To address this, by training from planner feedback online, our method improves both planning efficiency and robustness for benchmark tasks. For brevity, we refer to our method as iFlax to highlight our contribution in stabilizing the imperative learning process for task planning and addressing Flax’s exposure bias under complex logical constraints. We also validate the deployability of iFlax on a quadruped-based mobile manipulator (Spot) in both simulation and the real world.
Method Overview
iFlax formulates object-importance learning as a bilevel optimization problem: Given a PDDL task and its relational graph, a neural network predicts object-importance scores. The lower-level planner operates in the score-pruned search space and returns a feasible plan, providing adaptive pseudo-supervision for updating the neural scorer.

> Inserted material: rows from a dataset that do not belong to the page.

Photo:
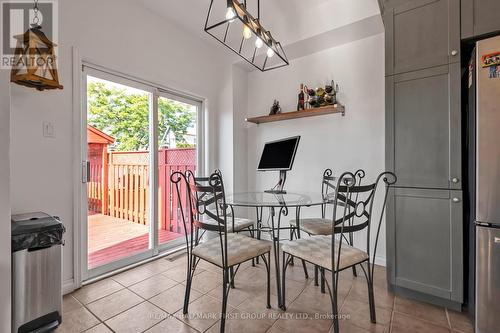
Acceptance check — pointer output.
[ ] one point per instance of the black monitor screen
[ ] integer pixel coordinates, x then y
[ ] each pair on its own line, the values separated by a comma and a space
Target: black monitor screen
279, 155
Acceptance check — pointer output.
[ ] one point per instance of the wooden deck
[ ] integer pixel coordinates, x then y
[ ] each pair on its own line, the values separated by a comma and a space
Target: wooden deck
112, 238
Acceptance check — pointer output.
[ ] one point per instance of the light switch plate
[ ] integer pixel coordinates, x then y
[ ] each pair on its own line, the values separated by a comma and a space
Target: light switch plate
48, 130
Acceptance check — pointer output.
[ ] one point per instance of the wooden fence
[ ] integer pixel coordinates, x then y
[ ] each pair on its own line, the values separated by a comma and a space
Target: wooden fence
119, 186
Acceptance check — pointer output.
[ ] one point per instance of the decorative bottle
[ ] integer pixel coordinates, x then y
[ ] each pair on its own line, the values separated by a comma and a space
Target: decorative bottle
301, 102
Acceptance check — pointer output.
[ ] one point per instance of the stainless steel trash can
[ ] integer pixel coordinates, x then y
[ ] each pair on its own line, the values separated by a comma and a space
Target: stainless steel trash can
36, 272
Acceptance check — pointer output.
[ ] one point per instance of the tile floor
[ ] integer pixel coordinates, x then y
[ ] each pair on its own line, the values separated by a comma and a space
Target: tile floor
149, 299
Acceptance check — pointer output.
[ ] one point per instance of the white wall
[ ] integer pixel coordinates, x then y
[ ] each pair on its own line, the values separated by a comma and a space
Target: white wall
120, 35
332, 141
5, 267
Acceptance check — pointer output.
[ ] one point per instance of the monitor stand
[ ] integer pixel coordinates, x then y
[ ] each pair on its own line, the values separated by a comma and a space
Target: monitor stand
278, 189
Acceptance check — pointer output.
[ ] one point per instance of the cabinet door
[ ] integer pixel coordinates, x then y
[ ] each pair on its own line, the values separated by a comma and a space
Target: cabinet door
425, 248
423, 128
486, 16
422, 34
480, 17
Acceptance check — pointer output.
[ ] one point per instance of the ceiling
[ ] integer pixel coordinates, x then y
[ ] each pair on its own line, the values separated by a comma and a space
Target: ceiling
290, 21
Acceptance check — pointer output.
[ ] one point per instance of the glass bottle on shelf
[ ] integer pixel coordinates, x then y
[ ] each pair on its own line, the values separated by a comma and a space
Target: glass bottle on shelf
301, 98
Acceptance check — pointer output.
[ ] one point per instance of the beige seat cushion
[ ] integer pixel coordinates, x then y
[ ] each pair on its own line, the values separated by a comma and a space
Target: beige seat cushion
314, 226
317, 250
239, 223
240, 248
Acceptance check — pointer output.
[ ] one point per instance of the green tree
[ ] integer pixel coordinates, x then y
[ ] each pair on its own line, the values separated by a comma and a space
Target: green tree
125, 116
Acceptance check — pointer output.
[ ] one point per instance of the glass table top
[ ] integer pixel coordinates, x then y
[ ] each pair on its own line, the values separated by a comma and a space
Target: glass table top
263, 199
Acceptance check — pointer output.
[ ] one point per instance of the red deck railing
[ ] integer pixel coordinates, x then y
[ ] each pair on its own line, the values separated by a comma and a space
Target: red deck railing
119, 185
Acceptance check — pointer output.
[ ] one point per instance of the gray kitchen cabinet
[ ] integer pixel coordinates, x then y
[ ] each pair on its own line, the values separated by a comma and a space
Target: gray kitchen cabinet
480, 17
421, 34
424, 242
423, 127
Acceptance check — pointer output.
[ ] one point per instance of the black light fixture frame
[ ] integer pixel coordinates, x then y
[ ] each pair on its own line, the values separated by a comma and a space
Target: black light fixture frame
247, 19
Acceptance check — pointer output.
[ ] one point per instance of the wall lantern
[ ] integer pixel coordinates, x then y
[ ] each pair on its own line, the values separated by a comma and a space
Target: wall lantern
230, 22
34, 60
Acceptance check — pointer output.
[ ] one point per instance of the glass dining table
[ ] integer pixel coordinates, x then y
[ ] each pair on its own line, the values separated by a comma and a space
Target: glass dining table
278, 206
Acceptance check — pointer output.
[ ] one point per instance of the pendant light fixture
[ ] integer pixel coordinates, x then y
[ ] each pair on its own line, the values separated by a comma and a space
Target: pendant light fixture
34, 60
230, 22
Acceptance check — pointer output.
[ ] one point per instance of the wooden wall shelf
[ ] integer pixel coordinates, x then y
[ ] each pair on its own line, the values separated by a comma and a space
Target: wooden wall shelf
298, 114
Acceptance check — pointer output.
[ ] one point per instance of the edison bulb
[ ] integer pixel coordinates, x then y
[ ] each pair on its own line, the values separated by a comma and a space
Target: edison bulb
259, 43
230, 14
247, 32
270, 52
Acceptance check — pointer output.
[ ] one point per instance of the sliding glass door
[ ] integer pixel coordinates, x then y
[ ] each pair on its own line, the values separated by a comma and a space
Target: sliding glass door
136, 135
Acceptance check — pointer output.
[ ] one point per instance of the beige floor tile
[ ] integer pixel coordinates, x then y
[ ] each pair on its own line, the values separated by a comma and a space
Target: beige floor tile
206, 281
293, 288
137, 319
172, 300
94, 291
202, 313
134, 275
312, 298
421, 310
460, 321
70, 304
77, 321
239, 294
159, 266
298, 320
152, 286
171, 324
257, 304
357, 313
383, 297
240, 321
296, 272
101, 328
346, 327
407, 324
114, 304
178, 273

To stabilize this loop, iFlax uses a parallel 3R strategy: Repair recovers missing critical objects, Restart rebuilds a cleaner active set, and Rollback re-expands cautiously after an overly large expansion step.
Experiments
iFlax is evaluated on three challenging benchmarks: MazeNamo, SokoMindPlus, and LogisticsPlus, testing dense obstacle rearrangement, irreversible push dependencies, and transport dependencies with resource constraints. On MazeNamo, iFlax reduces the average failure rate by 80.04% and weighted planning time by 57.14% compared with prior SOTA method Flax.
Simulation
In Isaac Sim, iFlax is deployed on a quadruped-based mobile manipulator in MazeNamo-style tasks with additional robot-specific logical constraints. Movable obstacles include heavy boxes, tall containers, and short containers. Containers can only be placed on the ground, the robot must stand to pick tall containers, and it must sit to pick short containers.
Real-World Experiments
In the real world, iFlax runs on a Spot quadruped equipped with a Jetson AGX Orin computing board, an AgileX Piper manipulator, and a wrist-mounted RealSense D435i. The system builds a symbolic planning problem from sensed geometry, solves it with iFlax, and executes the returned high-level plan with grounded skills for navigation, container pickup and placement, bottle pickup and placement, and box pushing.
Warehouse Navigation
The first three videos are navigation tasks with the high-level goal reach location. The robot must identify which containers, bottles, and heavy boxes determine access to the goal, then alternate obstacle rearrangement and navigation.
Warehouse Mobile Manipulation
The remaining six videos are mobile manipulation tasks. The goals include move bottle to location, move bottle to location and bottle on the ground, move container to location, and put bottle upon box. These tasks are harder than pure reach-location goals because the final plan may need to satisfy both where an object should be and how it should be placed.